Le SRC a souligné la difficulté d’agir face à des groupes qui opèrent dans la clandestinité. Il a aussi précisé les informations dont disposaient les autorités en amont: samedi 11 octobre, le SRC informe les polices cantonales, dont celle de Saint-Gall, qu’un concert néonazi pourrait avoir lieu en Suisse. Deux jours plus tard, le 13, ils sont en mesure de préciser que l’événement pourrait avoir lieu dans le canton de Zurich.

Ce n’est que le 15 dans l’après-midi que la commune d’Unterwasser est identifiée comme lieu de rendez-vous. La police saint-galloise, comme elle l’avait précisé lundi, n’a constaté aucune infraction hors de la salle. Considérant qu’il s’agissait d’un événement privé, dont la responsabilité de la sécurité incombait à l’organisateur, elle n’est pas entrée dans la salle.

Un postulat pour bientôt

«Il s’agit d’une erreur, estime Lisa Mazzone, députée verte genevoise, membre de la Commission de sécurité. La police aurait dû être davantage présente pour pouvoir constater si une infraction a été commise et permettre une procédure pénale, cas échéant.» Le PDC saint-gallois Jakob Büchler, qui siège aussi dans la Commission, songe à déposer un postulat lors de la prochaine session parlementaire: «Il semblerait qu’en Allemagne, un tel événement n’aurait pas pu se produire car la loi est plus stricte. Je souhaite savoir si en Suisse, le cadre légal est suffisant pour éviter que cela ne se reproduise», explique-t-il.
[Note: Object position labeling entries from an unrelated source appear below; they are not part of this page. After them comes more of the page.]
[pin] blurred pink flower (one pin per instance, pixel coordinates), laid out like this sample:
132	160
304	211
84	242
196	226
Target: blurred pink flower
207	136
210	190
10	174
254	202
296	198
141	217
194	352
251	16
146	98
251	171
Le socialiste Carlo Sommaruga, qui a, lui aussi, entendu le chef du Renseignement, estime de son côté que la loi suisse est suffisante puisqu’elle permet d’intervenir en cas d’infraction à la norme contre le racisme. «Encore faut-il qu’elle soit appliquée», dit-il, s’interrogeant sur le fait que le chanteur du groupe Amok, pourtant condamné à plusieurs reprises pour incitation à la haine, ait pu se produire ce soir-là. «La solution se trouve aussi du côté des autorités locales, qui doivent se montrer plus vigilantes au moment de délivrer une autorisation pour une soirée de concerts et mieux se renseigner sur les organisateurs.»